The ruling was handed down in Tennessee v. Booker. Tyshon Booker had been given a "life" sentence of at least 51 but no more than 60 years for the 2015 murder of 26-year-old G'Metrik Caldwell. Booker appealed the sentence, arguing that having to wait more than half a century for a parole hearing violated the Eighth Amendment. The court agreed: While it upheld Booker's life sentence, the court ruled that he will be granted a parole hearing much earlier than before—sometime after 25 to 36 years of prison time served, following the dictates of never-repealed sentencing guidelines in effect from 1989 to 1995.

"Tennessee's life sentence when automatically imposed on a juvenile is the harshest of any sentence in the country," wrote Judge Sharon G. Lee in her opinion. "No one, including the dissent, disputes that a juvenile offender serving a life sentence in Tennessee is incarcerated longer than juvenile offenders serving life sentences in other states. For example, had Mr. Booker committed felony murder in nearby Alabama, he would have been eligible for release in fifteen years."

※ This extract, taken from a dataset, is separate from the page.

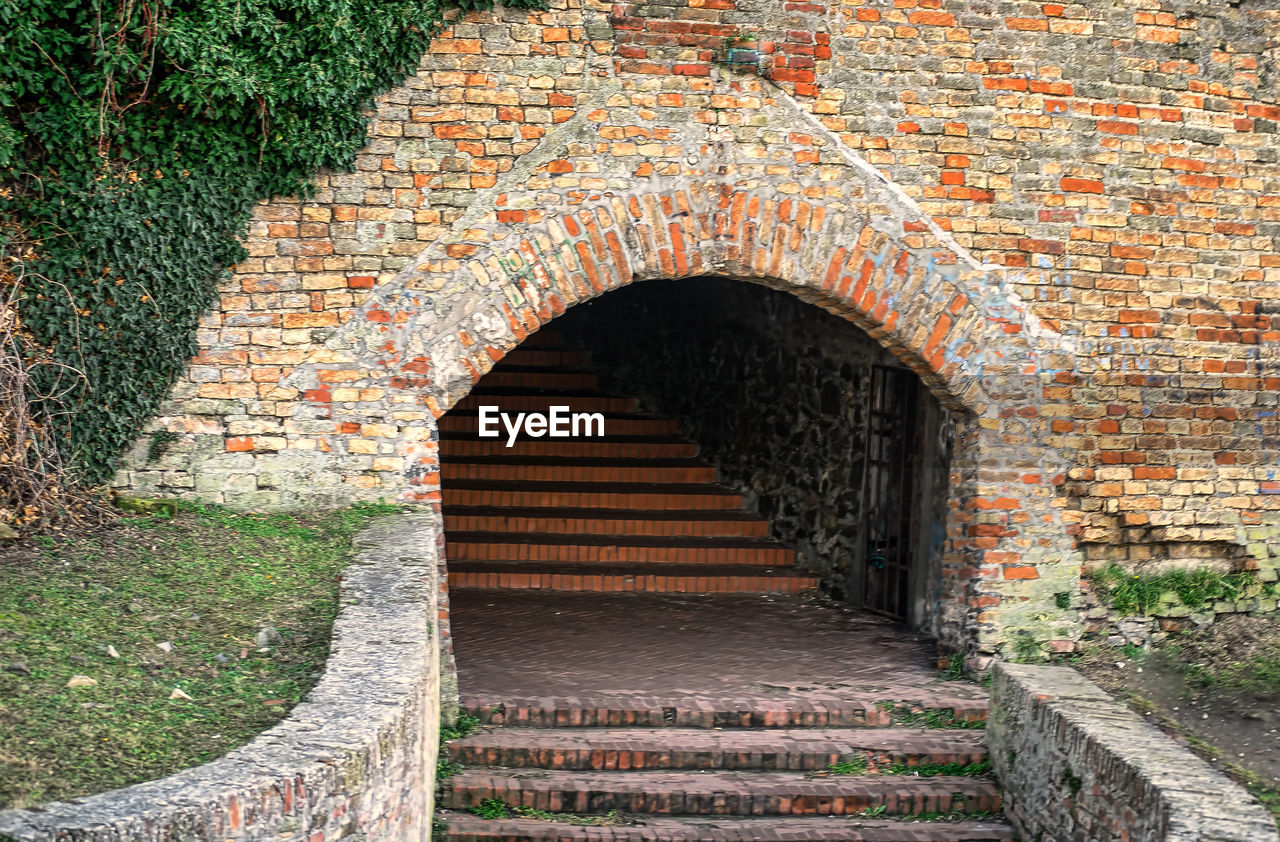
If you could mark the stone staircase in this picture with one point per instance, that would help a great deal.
(734, 769)
(638, 511)
(634, 509)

The state argued that elimianting such sentences would rise to "making policy," a role served for the state's legislature. Lee disagreed. The ruling does not make new state policy, she wrote; nor does it reverse Booker's "life" sentence. It merely fulfills the court's role in vacating laws that are unconstitutional. "When the Court does its duty and rules on the constitutionality of a statute, it makes no policy of its own. The Court simply implements the policy embodied in the Constitution itself," the judge wrote.

This ruling overturns the harshest juvenile homicide sentencing minimum in the nation—and reiterates the idea that the courts should treat minors differently than adults. "Mr. Booker committed a serious offense for which he deserves serious punishment. But he was only sixteen years old when he committed the offense," wrote Lee. "The United States Supreme Court has made clear that under the Eighth Amendment, youth is a factor that must be considered in sentencing."

Juveniles found guilty of homicide in Tennessee will now receive full-fledged sentencing hearings, rather than face a steep mandatory sentence that does not allow judges to take into account mitigating factors such as the offender's age.